Find the lag and align the output and input signal timestamps by discarding the points before the detected synchronization signal.
lag = finddelay(y, data.Audio1_1); t0 = lag/Fs
t0 = 0.3058
alignedData = data(lag+1:end,:); alignedData.Time = alignedData.Time-alignedData.Time(1); figure s = stackedplot(alignedData); xlim(seconds([0 0.025])) s.AxesProperties(1).YLimits = [-0.55 0.55];
Visually validate the quality of the time alignment, by comparing the synthetic pulse data with the measured loopback signal.
figure plot(seconds(t),y,alignedData.Time(1:numel(t)),alignedData.Audio1_1(1:numel(t))) ylabel("Amplitude") xlabel("Time (s)") legend(["Pulse signal to output","Measured loopback signal"],"Location","bestoutside")
You can use the
xcorr cross-correlation function to determine and visualize similarities between the original pulse signal and the measured response signal.
[xCorr,lags] = xcorr(alignedData.Audio1_2,y); figure plot(lags/Fs,xCorr) xlabel('Lags (s)') ylabel('Cross-correlation') axis tight
The cross-correlation plot indicates several similarities, with two larger peaks and other smaller peaks from reverberations.

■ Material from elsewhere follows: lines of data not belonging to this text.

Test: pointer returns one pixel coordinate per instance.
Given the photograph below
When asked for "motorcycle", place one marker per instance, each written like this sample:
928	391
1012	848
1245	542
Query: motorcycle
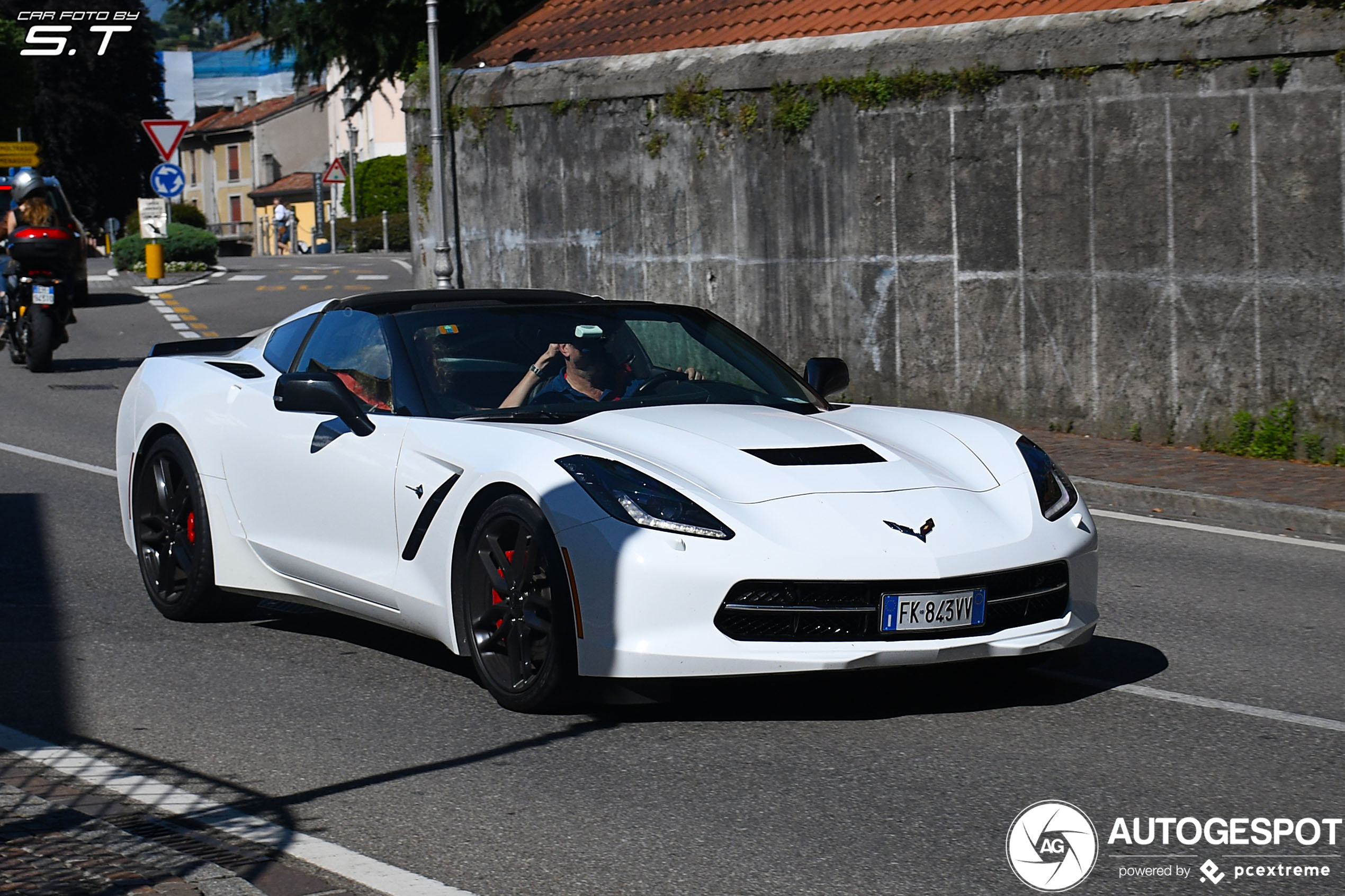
39	292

Find timestamp and total propagation distance corresponding to the first two observed correlated pulses in the measured signal. The first observed pulse corresponds to the direct propagation path from the speaker to the microphone. The second observed pulse is the echo pulse reflected by the wall. The function
finddelay returns the lag for which the normalized cross-correlation has the highest value, and in this case it corresponds to the first pulse in the response signal.
t1 = finddelay(y,alignedData.Audio1_2)/Fs
t1 = 0.0011
You can calculate the propagation time of the echo pulse as the starting timestamp of the second pulse in the response signal by using
finddelay in the signal region after the first pulse.
t2 = t1 + T + finddelay(y,alignedData(timerange(seconds(t1+T),"inf"),:).Audio1_2)/Fs
t2 = 0.0122
% Plot the response signal and highlight the first two detected pulses figure plot(alignedData.Time,alignedData.Audio1_2) xlim(seconds([0 t2+2*T])) hold on firstPulse = alignedData(timerange(seconds(t1),seconds(t1+T)),:); plot(firstPulse.Time,firstPulse.Audio1_2) echoPulse = alignedData(timerange(seconds(t2),seconds(t2+T)),:); plot(echoPulse.Time,echoPulse.Audio1_2) ylabel("Amplitude") xlabel("Time (s)")
% Calculate distance corresponding to echo pulse (m) % Speed of sound in air at 20 deg. C (m/s) v = 343.1; d2 = t2*v/2
d2 = 2.1006
The distance (2.10 m) measured by the echometer sonar setup (half of the total path) is very close to the actual distance (2.06 m) between the speaker/microphone setup and the wall reflecting the echo pulse.